Petrihos asked me what I would be doing the following week, and I told him I would be going to Troutbeck in upstate New York for the Cyprus talks. I had a feeling there’d be some interesting developments, I told him. My feeling wasn’t based just on the fact that United Nations Secretary-General Kofi Annan would be attending, but mainly on the influential presence of the United States’ special envoy for Cyprus, Richard Holbrooke. The involvement of the architect of the Dayton Accords and the man who had been a catalyst in the interim agreement between Athens and Skopje a few years earlier gave the talks a whole new dynamic.
The talks would be taking place in the shadow of Cyprus’ purchase of a Russian S-300 anti-missile defense system as well as the European Commission’s decision to begin accession talks with the Republic of Cyprus the following year. The tension was as evident as the buzz of activity.
As I was speaking with some enthusiasm about the upcoming Cyprus talks, Petrihos interrupted me: “Why don’t you go to the NATO summit in Madrid instead?” “It’s just another summit, you know, leaders shaking hands and exchanging views, but in Troutbeck…” I answered.

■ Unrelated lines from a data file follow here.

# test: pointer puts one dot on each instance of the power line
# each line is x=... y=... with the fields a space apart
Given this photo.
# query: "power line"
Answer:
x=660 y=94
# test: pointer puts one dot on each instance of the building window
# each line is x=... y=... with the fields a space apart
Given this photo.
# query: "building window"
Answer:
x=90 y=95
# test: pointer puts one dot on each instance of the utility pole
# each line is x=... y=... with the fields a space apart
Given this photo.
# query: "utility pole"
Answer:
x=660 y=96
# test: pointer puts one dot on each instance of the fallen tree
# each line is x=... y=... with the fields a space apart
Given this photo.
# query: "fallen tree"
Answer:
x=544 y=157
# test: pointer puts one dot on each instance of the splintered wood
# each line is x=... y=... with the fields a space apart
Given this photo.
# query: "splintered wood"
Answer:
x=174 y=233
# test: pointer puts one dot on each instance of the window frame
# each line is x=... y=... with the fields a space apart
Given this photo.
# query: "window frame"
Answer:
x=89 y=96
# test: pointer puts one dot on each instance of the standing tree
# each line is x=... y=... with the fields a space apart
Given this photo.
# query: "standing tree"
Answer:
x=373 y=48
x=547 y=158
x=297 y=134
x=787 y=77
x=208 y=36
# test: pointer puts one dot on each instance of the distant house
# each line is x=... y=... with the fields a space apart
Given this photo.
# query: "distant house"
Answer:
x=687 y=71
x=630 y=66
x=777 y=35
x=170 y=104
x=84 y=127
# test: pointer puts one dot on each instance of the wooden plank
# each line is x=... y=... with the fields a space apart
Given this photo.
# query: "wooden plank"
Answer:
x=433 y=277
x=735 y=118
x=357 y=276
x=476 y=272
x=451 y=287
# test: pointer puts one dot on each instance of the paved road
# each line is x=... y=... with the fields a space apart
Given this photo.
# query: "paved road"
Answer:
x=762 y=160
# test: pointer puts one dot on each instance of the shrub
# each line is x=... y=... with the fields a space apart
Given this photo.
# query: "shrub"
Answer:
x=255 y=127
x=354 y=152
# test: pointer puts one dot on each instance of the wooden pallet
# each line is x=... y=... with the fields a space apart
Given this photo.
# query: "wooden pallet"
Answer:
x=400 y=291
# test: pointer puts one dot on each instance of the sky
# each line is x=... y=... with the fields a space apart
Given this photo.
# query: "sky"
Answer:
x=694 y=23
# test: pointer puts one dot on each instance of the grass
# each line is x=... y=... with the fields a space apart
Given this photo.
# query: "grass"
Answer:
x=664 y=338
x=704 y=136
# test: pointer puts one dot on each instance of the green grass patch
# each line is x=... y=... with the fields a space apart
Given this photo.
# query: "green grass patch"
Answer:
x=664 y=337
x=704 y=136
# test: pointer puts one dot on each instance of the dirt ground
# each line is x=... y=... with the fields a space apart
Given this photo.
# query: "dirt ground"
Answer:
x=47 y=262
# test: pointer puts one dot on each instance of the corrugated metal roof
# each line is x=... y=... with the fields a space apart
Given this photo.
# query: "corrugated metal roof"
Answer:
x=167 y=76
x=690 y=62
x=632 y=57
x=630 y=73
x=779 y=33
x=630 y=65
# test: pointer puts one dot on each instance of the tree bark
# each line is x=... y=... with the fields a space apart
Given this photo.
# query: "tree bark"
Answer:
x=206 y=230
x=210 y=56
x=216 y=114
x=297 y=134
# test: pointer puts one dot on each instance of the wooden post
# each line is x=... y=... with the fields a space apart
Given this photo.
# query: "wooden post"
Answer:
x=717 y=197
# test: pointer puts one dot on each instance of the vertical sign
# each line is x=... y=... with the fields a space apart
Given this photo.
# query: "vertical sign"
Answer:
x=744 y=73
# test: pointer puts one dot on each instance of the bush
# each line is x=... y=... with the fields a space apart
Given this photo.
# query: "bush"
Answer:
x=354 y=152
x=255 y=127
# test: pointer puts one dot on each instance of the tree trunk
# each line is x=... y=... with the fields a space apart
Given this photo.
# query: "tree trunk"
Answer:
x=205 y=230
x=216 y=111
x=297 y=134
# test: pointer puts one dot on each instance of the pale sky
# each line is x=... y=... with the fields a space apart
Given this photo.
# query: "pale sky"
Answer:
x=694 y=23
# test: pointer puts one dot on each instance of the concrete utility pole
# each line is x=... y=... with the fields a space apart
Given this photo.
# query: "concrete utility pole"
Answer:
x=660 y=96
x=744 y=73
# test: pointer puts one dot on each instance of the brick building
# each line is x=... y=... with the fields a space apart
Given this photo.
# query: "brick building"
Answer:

“But everyone’s going to be in Madrid. [Then Greek prime minister Kostas] Simitis, [Turkey’s Süleyman] Demirel and, of course, us,” the American diplomat countered in an effort to send me a message which, I admit, I missed at the time.
I insisted that I did not want to downplay a summit attended by the likes of US President Bill Clinton and Secretary of State Madeleine Albright, but that I expected real developments in Troutbeck. He gave up trying to convince me after three or four more attempts and it wasn’t until a week later that I realized why he had insisted: American diplomacy had been busy quietly laying the groundwork for the agreement signed between Simitis and Demirel on the sidelines of the Madrid summit on July 8.
In their new book about what they describe as the “agreement that turned the Aegean gray,” journalists Michael Ignatius and Nikos Meletis document the journey to the Madrid Declaration, drawing information from official US documents.
The US had started working on getting an agreement between the two sides right after the Imia crisis in January 1996. As the writers note, a series of confidential US telegrams laid out the planning, the talks and the bargaining that led to Madrid and everything that came after that.
Now, 23 years later, that agreement remains part of the equation of Greek-Turkish relations as it notes Turkey’s “legal and vital interests” in the Aegean and the commitment to “refrain from unilateral acts,” which concerns both parties.
The research done by the writers and the historical evidence presented are useful tools for anyone, in a book that is especially poignant at this particular time.